My URLs are the best I can do with query-string minimalism, and having as few ancillary pages as possible. I decided from the beginning to not have a calendar on the site because it doesn’t tell you anything about what kind of content you will get. It’s just mystery meat navigation dressed up as something useful. How I have it at the moment is that you read one page, and if you’re still interested, you read the next, and so on.

However there’s no direct and easy way to find a particular entry. The permalinks don’t tell you anything useful, other than how recent the entry is. This isn’t good for people posting links to here on the web, it’s too ambiguous. The permalinks should be either be a unique filename, or a flattened version of the title.
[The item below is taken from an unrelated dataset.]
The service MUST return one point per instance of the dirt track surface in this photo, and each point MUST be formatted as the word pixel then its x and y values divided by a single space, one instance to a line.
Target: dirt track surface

The real hard decision is whether to go with static HTML files, or stick with the PHP. I think this site would be painfully dull without the PHP sitting just underneath the HTML5 and ideally I’d always want it exposed and accessible somewhere. Going with static HTML files would really simplify the site, but also remove a bit of the heart and soul. I want a nice trade-off, where there’s a thin PHP layer there, fetching your pages for you, but never a full blown framework. I think this is the one issue I will fight with the most - elegance is extremely hard to tame.

What Won’t Be “Fixed”

IE Support
My website will work in IE when the IE team code IE to work with it. I’m not changingbreaking my code to work with a browser that can’t handle what I’m doing anyway. Even if IE8 passes Acid 2, it still won’t handle HTML5 and ‘application/xhtml+xml’, which isn’t my problem.
Firefox 2 Support
Firefox 2 doesn’t pass Acid 2, it lacks display: inline-block;, it renders rounded corners all jagged and the background image outside of said corners. In order to support Firefox 2, I’d have to back-hack a lot of stuff and I see zero reason for people to stick with Firefox 2 when FF3 is so much faster, better with memory, renders CSS better and has the awesome-bar.
Comments

My e-mail client is already the perfect administration interface for answering comments. Use it.
Click link – type message – click “Send”.

How is that harder than online comments? There’s not even a CAPTCHA.


With that said, if there’s anything you think I should do with this site, please let me know.